Cantante, ballerina, conduttrice radio e tv, attrice e autrice, Raffaella Carrà è una e centomila: duetta con Mina e con Topo Gigio; intervista Henry Kissinger, si fa intervistare da David Letterman; la Scavolini conia «la più amata dagli italiani» in suo onore; a Carramba che sorpresa! si deve il neologismo “carrambata”; ben due re spagnoli le conferiscono le massime onorificenze del Paese. Contro il gender pay gap pretende stipendi commisurati agli ascolti e in linea con quelli dei suoi colleghi: Craxi definirà la cifra del suo cachet «immorale e scandalosa».
Ha venduto oltre 60 milioni di dischi in 37 Paesi: A far l’amore comincia tu (Do it again) sale al nono posto in UK nel 1978 ed è ancora una delle canzoni più riarrangiate e ballate di sempre.
La consacrazione del Guardian, «icona culturale che ha insegnato all’Europa le gioie del sesso», è del 2020 ma lo scandalo dell’ombelico – prima a mostrarlo impunemente in pubblico a Canzonissima – risale al 1970 mentre la censura sul Tuca Tuca è del 1971. Anticipa tutto e tutte e lo fa a modo suo, con quella genuinità romagnola tenace e dolcissima.
La sua è stata una rivoluzione profondamente politica. «Io voto sempre comunista», dichiara alla stampa spagnola in pieno 1977, utopica e coraggiosa.

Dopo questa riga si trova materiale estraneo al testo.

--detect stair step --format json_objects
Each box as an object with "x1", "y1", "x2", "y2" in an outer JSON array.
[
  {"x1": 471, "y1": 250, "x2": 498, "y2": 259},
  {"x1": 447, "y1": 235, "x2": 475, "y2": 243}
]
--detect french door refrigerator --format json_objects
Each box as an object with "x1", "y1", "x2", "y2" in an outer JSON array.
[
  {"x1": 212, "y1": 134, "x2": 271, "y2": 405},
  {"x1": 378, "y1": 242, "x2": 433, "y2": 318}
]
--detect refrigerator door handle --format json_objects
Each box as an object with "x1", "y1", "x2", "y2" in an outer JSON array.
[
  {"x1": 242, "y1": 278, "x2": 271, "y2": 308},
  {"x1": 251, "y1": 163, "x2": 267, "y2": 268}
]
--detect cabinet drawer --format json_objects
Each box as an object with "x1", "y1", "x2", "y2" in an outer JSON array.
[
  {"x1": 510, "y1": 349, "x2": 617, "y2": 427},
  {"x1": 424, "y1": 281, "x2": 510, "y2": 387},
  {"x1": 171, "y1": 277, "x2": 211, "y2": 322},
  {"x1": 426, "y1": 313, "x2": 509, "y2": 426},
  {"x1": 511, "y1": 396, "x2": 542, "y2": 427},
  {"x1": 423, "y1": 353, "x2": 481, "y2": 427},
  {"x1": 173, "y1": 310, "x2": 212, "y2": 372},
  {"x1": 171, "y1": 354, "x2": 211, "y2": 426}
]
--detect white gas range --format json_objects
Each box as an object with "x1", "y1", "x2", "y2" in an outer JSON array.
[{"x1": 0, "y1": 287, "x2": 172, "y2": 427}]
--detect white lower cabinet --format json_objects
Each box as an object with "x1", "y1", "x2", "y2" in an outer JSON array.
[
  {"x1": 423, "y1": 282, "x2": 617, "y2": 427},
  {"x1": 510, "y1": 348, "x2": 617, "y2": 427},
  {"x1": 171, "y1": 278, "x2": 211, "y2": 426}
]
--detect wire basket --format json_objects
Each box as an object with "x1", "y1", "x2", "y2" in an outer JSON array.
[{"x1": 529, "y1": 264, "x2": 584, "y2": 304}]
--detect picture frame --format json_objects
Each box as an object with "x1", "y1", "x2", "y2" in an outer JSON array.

Nel 1986, conduttrice di Domenica In, intervista Mario Varianti, operaio siderurgico bresciano testimone delle condizioni di sfruttamento in fabbrica. Dar voce agli operai le è valso il titolo di «artista del popolo» ma quella per lei sarà l’ultima Domenica In.
Vince il World Pride Award nel 2017 e a chi le chiede un parere a proposito delle famiglie omogenitoriali, risponde: «Ma io con chi sono cresciuta? Mi rispondo: con due donne, mia madre e mia nonna […] i bambini […] non crescono così male anche se avranno due padri o due madri. Io le ho avute. Sono venuta male?».